Structural characterization and gas-phase studies of the [Ag10H8(L)6]2+ nanocluster dication

The reactions between silver salts and borohydrides produce a rich set of products that range from discrete mononuclear compounds through to silver nanoparticles and colloids. Previous studies using electrospray ionization mass spectrometry (ESI-MS) to track the cationic products in solutions containing sodium borohydride, silver(i) tetrafluoroborate and the bisphosphine ligands, L, bis(diphenylphosphino)methane (dppm) and bis(diphenylphosphino)amine (dppa) have identified the dications [Ag10H8(L)(6)](2+). Here we isolate and structurally characterize [Ag10H8(dppa)(6)](BF4)(2), and [Ag10H8(dppa)(6)](NO3)(2)via X-ray crystallography. Both dications have nearly identical structural features consisting of a Ag-10 scaffold with the atoms lying on vertices of a bicapped square antiprism. DFT calculations were carried out to suggest potential sites for the hydrides.

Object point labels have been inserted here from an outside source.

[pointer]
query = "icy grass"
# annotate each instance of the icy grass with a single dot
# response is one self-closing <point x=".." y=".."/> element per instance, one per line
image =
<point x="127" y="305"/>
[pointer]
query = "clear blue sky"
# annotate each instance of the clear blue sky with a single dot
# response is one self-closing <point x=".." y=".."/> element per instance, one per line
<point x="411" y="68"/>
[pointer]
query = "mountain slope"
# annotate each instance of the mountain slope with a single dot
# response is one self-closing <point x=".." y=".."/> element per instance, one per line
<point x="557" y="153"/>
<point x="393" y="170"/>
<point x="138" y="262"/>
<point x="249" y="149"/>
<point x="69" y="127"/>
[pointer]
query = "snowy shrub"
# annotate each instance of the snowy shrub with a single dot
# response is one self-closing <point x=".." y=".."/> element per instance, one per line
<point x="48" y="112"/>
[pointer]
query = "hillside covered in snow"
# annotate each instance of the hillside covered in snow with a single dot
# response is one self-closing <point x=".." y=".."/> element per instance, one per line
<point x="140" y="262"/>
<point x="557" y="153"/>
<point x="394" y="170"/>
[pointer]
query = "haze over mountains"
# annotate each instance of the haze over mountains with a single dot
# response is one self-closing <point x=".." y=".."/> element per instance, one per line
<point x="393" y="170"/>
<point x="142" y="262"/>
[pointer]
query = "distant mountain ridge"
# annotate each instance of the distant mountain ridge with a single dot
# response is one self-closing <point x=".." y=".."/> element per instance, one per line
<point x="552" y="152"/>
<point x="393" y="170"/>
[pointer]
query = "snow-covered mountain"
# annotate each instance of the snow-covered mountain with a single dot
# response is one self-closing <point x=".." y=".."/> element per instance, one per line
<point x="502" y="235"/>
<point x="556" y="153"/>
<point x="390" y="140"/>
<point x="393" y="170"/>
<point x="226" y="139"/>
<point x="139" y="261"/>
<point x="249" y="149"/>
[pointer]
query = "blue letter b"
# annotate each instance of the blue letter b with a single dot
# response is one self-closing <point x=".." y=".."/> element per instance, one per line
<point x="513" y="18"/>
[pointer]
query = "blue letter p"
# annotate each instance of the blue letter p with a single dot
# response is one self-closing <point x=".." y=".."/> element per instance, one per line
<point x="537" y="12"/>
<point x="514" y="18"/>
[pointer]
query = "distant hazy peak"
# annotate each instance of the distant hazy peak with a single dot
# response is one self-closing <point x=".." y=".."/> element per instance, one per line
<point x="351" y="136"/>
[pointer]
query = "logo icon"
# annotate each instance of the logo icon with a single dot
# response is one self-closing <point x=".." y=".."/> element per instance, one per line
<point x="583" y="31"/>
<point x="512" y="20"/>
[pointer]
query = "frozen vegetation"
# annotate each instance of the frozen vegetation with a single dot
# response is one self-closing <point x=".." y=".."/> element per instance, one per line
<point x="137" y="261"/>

Ion-mobility mass spectrometry experiments revealed that [Ag10H8(dppa)(6)](2+) and [Ag10H8(dppm)(6)](2+) have similar collision cross sections, while multistage mass spectrometry experiments were used to compare their unimolecular gas-phase chemistry. Although the same initial sequential ligand loss followed by cluster fission and H-2 evolution is observed, the more acidic N-H of the dppa provides a more labile H for H-2 loss and H/D scrambling processes as revealed by isotope labelled experiments.